That ‘mythical age’ is the sacred, the heart of what matters most and what ultimately created everything else. This return can happen through enacting a myth, but also through the telling of it. Real myth brings us into ‘sacred time’ that both transcends and permeates our day to day lives. For example, the Aboriginal Australian Dreamtime isn’t just a story, or a creation myth; it’s an access point to a truer reality that contextualises and defines this reality.
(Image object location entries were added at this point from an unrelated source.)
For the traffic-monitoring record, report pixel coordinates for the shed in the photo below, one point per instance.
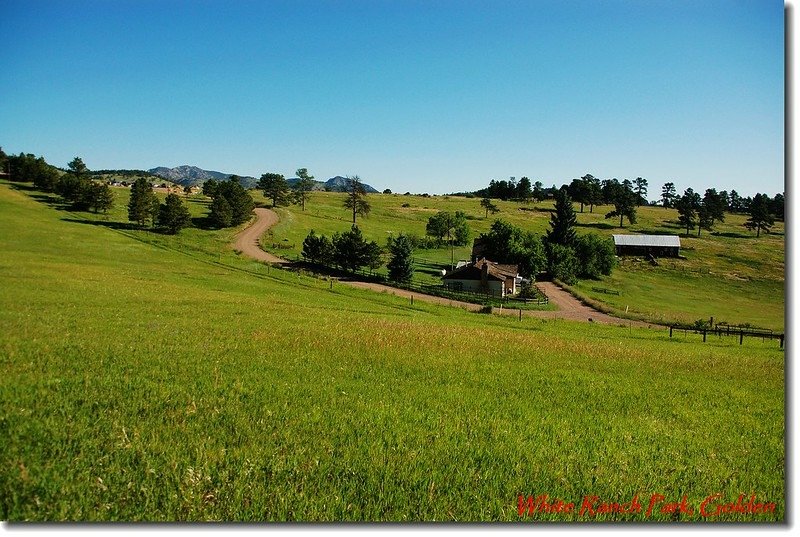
(655, 245)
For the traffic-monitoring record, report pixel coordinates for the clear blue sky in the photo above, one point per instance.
(424, 96)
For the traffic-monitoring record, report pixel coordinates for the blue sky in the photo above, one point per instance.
(422, 96)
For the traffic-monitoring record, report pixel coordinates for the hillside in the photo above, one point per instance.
(149, 377)
(192, 175)
(728, 274)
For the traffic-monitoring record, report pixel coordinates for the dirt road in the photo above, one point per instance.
(568, 306)
(247, 240)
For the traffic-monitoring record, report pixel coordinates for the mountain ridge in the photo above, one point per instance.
(187, 175)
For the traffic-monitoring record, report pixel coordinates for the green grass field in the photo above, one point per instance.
(730, 275)
(147, 377)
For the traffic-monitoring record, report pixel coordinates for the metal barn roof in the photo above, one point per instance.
(648, 240)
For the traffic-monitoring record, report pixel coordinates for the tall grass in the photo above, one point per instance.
(140, 380)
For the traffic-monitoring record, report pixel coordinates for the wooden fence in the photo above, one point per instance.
(726, 330)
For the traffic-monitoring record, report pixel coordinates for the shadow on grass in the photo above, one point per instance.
(126, 226)
(598, 225)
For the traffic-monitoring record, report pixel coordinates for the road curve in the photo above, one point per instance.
(570, 308)
(247, 240)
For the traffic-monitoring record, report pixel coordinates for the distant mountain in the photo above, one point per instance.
(339, 184)
(192, 175)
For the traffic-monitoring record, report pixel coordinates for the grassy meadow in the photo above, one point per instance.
(148, 377)
(728, 274)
Social media inverts this entirely. There is no sense of permanence, place or time. It is located briefly in your phone or computer, but ultimately it’s ‘in the cloud’. Ephemeral, disconnected, open-ended. As Byung-Chul Han argues,
The neoliberal regime…intentionally abolishes duration in order to drive more consumption. The permanent process of updating, which has now extended to all areas of life, does not permit the development of any duration or allow for any completion. The everpresent compulsion of production leads to a de-housing [Enthausung], making life more contingent, transient and unstable. But dwelling requires duration.
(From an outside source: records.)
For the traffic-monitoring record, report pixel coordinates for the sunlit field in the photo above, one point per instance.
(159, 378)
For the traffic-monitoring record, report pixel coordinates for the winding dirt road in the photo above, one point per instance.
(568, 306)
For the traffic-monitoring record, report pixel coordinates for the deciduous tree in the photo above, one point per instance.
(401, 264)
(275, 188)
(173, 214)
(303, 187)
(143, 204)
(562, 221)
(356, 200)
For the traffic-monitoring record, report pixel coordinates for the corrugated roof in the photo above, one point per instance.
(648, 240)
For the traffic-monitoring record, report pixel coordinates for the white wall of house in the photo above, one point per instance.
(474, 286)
In short, you can’t inhabit a social network, no matter how much time you spend online. You will always be ‘de-housed’, adrift, alone. On the other side, myth and ritual are always linked to place in some way. In many cultures, myths are understood to be given by the land, not made up by people. They often foster a deep connection to the land, and a renewal of a deep relationship that the community has with where they live. Traditionally, myth and story has been one of the most important ways people gain a sense of ‘being at home in the world’ that we now know is so crucial to our psychological well being. And fundamental to this is the kind of attention it requires: a deep, abiding presence. For Byun-Chul Han,
The cultural technique of deep attention emerged precisely out of ritual and religious practices…Every religious practice is an exercise in attention. A temple is a place of the highest degree of attention. According to Malebranche, attention is the natural prayer of the soul. Today, the soul does not pray. It is permanently producing itself….Digital communication channels are filled with echo chambers in which the voices we hear are mainly our own. Likes, friends and followers do not provide us with resonance; they only strengthen the echoes of the self.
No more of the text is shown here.